The Magician's Nephew
On January 4th, I realized that there were over two months of winter left. With the holidays behind me and heaps of cold, dreary weather to look forward to, I found myself breathing a sigh of relief. "Always winter, never Christmas" doesn't sound so bad, I thought to myself. And I immediately became curious if it were possible to ascribe a grief narrative to the White Witch. She is, after all, the last surviving person of her entire world.
Before I knew it, I had re-read the entirety of The Magician's Nephew. Which, no, isn't the first book in the series according to most. But it has Jadis' backstory, which is what I was interested in.
It turns out that there isn't a lot of nuance to Jadis, which isn't the most surprising thing in the world. Narnia is both a children's book and a religious allegory. Sympathetic, nuanced villains don't really fit. Jadis destroyed her world because she was evil. She killed her own sister with the magical equivalent of a nuclear bomb and everyone else was just collateral damage. There's no looking back, only forward to the next world to conquer.
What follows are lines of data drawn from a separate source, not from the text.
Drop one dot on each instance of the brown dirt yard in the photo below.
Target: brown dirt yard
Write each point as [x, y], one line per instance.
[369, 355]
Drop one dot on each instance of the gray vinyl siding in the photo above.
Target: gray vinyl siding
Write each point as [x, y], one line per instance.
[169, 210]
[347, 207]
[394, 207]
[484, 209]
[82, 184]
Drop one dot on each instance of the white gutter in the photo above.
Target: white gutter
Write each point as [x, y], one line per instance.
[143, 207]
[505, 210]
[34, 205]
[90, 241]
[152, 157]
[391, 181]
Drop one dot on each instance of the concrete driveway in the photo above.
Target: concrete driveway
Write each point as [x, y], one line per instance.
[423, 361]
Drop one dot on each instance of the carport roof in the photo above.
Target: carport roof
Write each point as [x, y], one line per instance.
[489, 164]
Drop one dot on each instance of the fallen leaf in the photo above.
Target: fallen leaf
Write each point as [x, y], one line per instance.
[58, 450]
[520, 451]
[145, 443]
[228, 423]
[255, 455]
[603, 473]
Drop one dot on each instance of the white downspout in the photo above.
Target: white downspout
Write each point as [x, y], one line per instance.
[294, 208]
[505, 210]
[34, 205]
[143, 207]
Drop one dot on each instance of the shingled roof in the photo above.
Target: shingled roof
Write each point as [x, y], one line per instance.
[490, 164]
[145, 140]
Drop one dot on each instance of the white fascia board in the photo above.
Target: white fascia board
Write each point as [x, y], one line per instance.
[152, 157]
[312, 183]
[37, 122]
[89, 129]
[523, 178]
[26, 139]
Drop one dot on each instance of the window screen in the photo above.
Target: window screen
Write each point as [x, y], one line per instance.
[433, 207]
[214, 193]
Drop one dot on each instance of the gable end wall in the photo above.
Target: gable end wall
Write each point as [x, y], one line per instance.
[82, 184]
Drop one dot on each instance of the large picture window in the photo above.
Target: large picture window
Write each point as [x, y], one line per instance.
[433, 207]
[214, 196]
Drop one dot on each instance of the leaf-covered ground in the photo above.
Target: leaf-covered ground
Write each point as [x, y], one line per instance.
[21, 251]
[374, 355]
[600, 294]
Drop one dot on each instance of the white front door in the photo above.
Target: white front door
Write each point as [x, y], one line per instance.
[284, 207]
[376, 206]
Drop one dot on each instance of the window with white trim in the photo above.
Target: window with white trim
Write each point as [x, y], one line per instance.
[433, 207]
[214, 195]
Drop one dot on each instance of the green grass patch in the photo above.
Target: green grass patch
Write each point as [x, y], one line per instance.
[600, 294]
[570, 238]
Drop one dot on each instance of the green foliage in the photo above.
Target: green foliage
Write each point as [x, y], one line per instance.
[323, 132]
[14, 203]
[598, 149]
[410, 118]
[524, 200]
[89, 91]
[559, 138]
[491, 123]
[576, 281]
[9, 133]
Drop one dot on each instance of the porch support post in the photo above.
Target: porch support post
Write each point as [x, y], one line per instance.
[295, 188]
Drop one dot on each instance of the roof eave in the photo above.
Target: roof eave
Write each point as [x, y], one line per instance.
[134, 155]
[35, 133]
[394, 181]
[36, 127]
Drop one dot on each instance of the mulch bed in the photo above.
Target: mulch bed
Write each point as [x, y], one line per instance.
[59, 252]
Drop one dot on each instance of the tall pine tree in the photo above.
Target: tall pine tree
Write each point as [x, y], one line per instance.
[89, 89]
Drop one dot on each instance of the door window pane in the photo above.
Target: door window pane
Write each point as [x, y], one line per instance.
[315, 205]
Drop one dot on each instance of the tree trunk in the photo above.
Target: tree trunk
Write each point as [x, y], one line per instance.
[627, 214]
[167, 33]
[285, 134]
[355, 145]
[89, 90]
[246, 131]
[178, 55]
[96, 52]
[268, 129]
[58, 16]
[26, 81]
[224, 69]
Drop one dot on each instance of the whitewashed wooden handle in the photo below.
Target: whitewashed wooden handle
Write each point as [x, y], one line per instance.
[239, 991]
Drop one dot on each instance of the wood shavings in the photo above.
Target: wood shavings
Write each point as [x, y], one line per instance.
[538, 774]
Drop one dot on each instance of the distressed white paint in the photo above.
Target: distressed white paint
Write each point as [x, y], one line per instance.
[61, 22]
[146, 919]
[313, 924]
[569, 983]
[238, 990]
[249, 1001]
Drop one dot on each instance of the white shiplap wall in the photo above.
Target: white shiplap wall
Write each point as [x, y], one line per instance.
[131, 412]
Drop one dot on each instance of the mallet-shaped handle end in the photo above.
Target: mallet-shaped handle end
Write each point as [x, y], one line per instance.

But I enjoyed my re-read. It's been years, probably decades, since I actually read the Narnia books. And in that time I've read far more words about Narnia than were ever penned by CS Lewis. So I'm planning to keep going. And then I might just roll straight in to The Magicians, which I'm sure will read differently now that I'm farther away from my early twenties. But reading them back to back feels like an interesting project, and one that I'll actually have the wherewithal to tackle this year.